SINCE November 2013 CARICOM has been proclaiming many intended positions on the subject of Dominican Republic (DR) treatment of Haitians and Haitian-Dominicans. Not a single one, I regret to say, has so far been implemented.
At its most recent meeting in The Bahamas last month, CARICOM was once more “condemn(ing)” and “reiterat(ing) condemnation.” And saying for the umpteenth time that it was “maintain(ing) its posture of ‘no business as usual’ with the (DR).” Could someone please tell us what is “usual” and “non-usual” business? Also, let’s be honest: the DR is not alone in its attitude towards Haitians. The Bahamas isn’t far behind.
Last September that country’s Immigration Minister, Fred Mitchell, unveiled a new immigration policy. Inter alia, the government would not, on pain of arrest and deportation, accept applications for people without legal status in The Bahamas. From November 1, 2014 all persons living in the country would be required to have their national passports. Those born in The Bahamas would get a residence permit enabling them to live and work in the country and allowing “access of children to school” – this “(would) not apply to the children of those (in the country) illegally.” Also from November 1, new work permit procedures would come into force. The practice of issuing Certificates of Identity to non-nationals born in the country would cease.

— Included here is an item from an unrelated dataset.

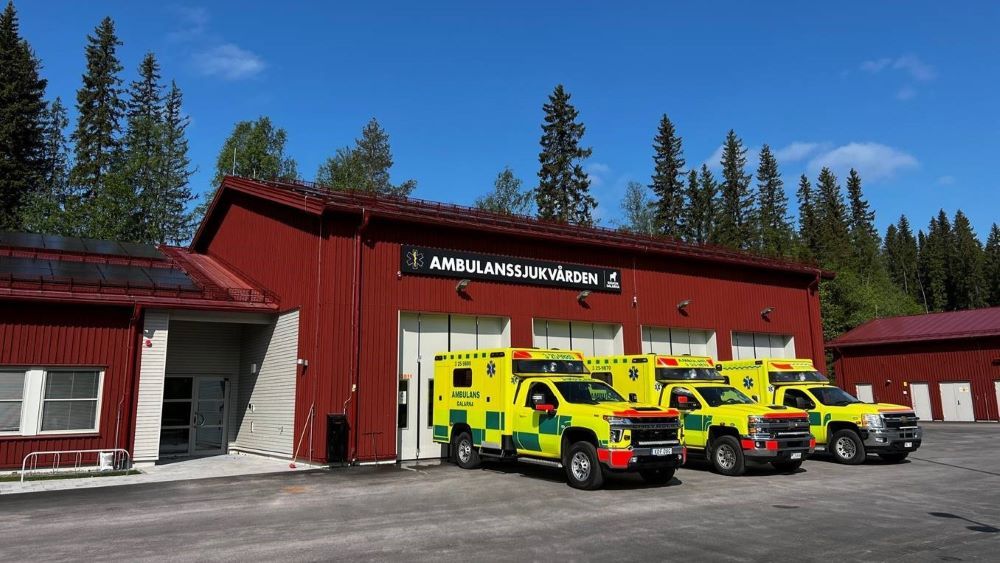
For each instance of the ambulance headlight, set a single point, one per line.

It has been widely assumed that the new policy is aimed at Haitians, many if not most of whom are in The Bahamas illegally and undocumented. The government has denied this: all it was doing, said Mr Mitchell in an address at the UWI Cave Hill campus early last month, was “enforcing the laws of The Bahamas”; immigration “must be through the front door…and must be documented.” He said also: “You cannot have a situation where the national security of a country, its national identity (my emphasis) is threatened merely because a society refuses to enforce its laws on immigration…What The Bahamas proposes is not unusual or unique or new.”

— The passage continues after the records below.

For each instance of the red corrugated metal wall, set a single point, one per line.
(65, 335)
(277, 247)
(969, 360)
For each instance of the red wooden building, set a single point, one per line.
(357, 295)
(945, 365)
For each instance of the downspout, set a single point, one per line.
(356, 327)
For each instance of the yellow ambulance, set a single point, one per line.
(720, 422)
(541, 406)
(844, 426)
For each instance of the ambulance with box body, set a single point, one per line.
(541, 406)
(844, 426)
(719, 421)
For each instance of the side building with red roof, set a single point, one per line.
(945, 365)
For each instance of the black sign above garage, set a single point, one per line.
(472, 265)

As for the fuss being made over children affected by the new policy, he protested he had said nothing about their exclusion from school – that was a matter for the Ministry of Education. He did, however, want to remind everyone that “tens of thousands of children were deported from the US over the past year when it became clear that they were being used to subvert the national security of the country.” What that apparent analogy might mean in The Bahamas context escapes me. And he added, strangely, that those who opposed the new policy were “people of questionable mental stability.” Comment fails.
The Robert F. Kennedy Center for Justice and Human Rights (The Center) has been unimpressed by the actions and explanations of the Bahamas government. Late last year it said it had been receiving reports that immigration raids were targeting Haitians. It stated that “thousands of children in The Bahamas now live in fear of arbitrary arrest or deportation.” The government was also “endangering the human rights of persons in immigration detention…”
The Center issued another stinging press release on February 23, charging the government with conducting mass raids on Haitian communities and detaining minors without their parents. (One hears of children being pulled out of classrooms.) It spoke of “squalid detention conditions and discriminatory treatment of Haitians and those of Haitian descent…” I might add that 10 days earlier the Inter-American Commission on Human Rights (IACHR) had requested the government to take a number of measures regarding persons in immigration detention.
Like any government, the Bahamas government has to be concerned about the country’s security. But it is significant that in his September 2014 statement Mr Mitchell appears to have mentioned by name only one country as causing difficulties: Haiti. Then, leaving no doubt, he spoke darkly about “so much criminality involved in immigration.”
On February 23 The Center asked CARICOM heads to use their Bahamas meeting “to urge the government to fully comply with the (IACHR’s) measures.” If this happened, it isn’t reflected in the meeting’s communiqué. Rather, the DR is once more lambasted.
Thunderous fulminations on the DR and thunderous silence on The Bahamas? Was this politeness to one’s hosts in Nassau, or solidarity with them? Or just plain and simple hypocrisy?